栞の細い指が、俺の指の隙間にぴったりと収まる。指と指が絡み合う。これまでとの違いはそれだけなのに、ドキドキの桁が跳ね上がった。
「それはなんというか、恥ずかしいんだけど……」
「つまり、恥ずかしいだけで嫌じゃないってことだよね。なら、離してあーげないっ。ほら、とりあえず日陰に行くよ。まだまだバス来るまで時間あるし、日焼けしちゃうっ」
「まったく……わかったよ」
容赦なく俺の手を引いていく栞に、思わず苦笑がもれる。その横顔がまた、赤く染まっていたから。
栞もたぶん、恥ずかしいんだ。
なのに、手を離さない。
俺はしっかりと、栞の手を握り返した。
栞の勇気に応えるために。
それから、栞の恋人として、胸を張れるように。
「ねぇ、涼」
バスを待つ間。駅の屋根の下で、栞が呟くように俺を呼んだ。
「うん、なに?」
「私ね……こんなふうに、涼と二人で恋人らしいことを積み上げていきたいの。一つずつ、大切に──それが、当たり前になるまで」
「……栞?」
「急に変なこと言い出してごめんね。昨日、涼が言ってたでしょ? 付き合うって、どうしたらいいのかって。あの時はデートがしたいって答えちゃったけど……よく考えたら、なんか違う気がして。だからね──」
「……ありがと、栞。そんなに真剣に考えてくれてたんだね。俺こそごめん……自分で言ったくせに、デートに浮かれて忘れちゃってたよ」
「ふふっ。それはそれで嬉しいけどね」
「じゃあ……今日はその第一歩ってわけだ。なら、恥ずかしいなんて言ってられないなぁ」
俺は、栞の目をじっと見つめた。繋いだ手にも、自然と力がこもる。
「これから、二人でたくさん積み上げていこうね。思い出も、一緒に」
「……涼。うんっ!」
栞が、にぱっと明るく笑う。
そんなタイミングで、バスがロータリーへと入ってきた。
「あっ、やっとバス来たよ! 乗ろっ!」
「うん、行こうか」
バスの中は、ガラガラだった。
俺たちは後ろの方の二人掛けの席を選んで、腰を下ろした。俺が右側、栞が左側。いつも通りの並びで。

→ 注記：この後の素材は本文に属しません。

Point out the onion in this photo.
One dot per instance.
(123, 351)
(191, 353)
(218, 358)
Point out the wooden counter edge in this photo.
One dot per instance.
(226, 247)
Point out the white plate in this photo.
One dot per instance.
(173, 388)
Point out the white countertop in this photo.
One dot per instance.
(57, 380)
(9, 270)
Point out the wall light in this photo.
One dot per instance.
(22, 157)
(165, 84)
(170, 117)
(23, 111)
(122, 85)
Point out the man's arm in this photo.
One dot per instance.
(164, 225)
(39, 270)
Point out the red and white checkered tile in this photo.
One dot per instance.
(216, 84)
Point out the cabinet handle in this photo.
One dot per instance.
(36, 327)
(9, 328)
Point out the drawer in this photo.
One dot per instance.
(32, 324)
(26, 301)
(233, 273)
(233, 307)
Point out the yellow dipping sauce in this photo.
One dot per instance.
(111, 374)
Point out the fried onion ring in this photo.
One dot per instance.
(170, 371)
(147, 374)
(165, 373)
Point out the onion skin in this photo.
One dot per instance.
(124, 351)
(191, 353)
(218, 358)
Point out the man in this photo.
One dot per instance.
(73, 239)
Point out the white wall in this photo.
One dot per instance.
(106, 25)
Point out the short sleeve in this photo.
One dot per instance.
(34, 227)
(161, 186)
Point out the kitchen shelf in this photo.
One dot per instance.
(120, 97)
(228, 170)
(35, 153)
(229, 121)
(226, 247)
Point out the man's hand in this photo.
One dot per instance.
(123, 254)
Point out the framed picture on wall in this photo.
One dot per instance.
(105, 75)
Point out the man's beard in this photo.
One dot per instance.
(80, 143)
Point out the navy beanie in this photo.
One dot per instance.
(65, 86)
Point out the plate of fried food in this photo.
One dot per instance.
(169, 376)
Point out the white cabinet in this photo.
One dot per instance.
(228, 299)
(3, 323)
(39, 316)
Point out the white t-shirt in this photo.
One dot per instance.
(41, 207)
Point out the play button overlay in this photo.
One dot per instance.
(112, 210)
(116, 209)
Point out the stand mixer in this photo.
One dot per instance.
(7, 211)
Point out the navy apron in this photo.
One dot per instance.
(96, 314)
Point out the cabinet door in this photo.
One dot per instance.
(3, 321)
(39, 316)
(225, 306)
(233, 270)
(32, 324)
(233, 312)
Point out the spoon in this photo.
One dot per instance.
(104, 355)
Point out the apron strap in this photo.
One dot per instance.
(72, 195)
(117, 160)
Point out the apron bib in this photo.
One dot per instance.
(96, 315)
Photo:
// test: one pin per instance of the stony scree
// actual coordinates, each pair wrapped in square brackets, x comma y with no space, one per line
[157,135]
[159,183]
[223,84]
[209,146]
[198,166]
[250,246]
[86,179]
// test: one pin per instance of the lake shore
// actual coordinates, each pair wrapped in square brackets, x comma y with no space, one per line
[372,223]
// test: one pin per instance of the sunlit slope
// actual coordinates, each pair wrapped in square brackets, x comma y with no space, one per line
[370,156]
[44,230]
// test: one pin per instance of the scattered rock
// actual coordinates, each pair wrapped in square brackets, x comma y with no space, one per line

ドアが閉まる。バスはブォンと低いエンジン音を響かせながら、ゆっくりと発車した。
「私……好きになったのが涼で、本当によかったぁ」
エンジン音に紛れるように、うっとりと栞が言う。同時に、腕にぎゅうっと抱きつかれた。手は繋いだままで、肩に頬擦りのおまけ付きで。
「そ、そう言ってもらえるのは光栄なんだけど──これはいくらなんでもくっつきすぎじゃない……?!」
「すぐ嬉しいこと言う涼のせいだもーんっ」
や、柔らかいのが当たってっ……!
こんなの……積み上げペースが速すぎるって!
デートはまだ始まったばかりなのに、早くも俺の心臓は悲鳴をあげていた。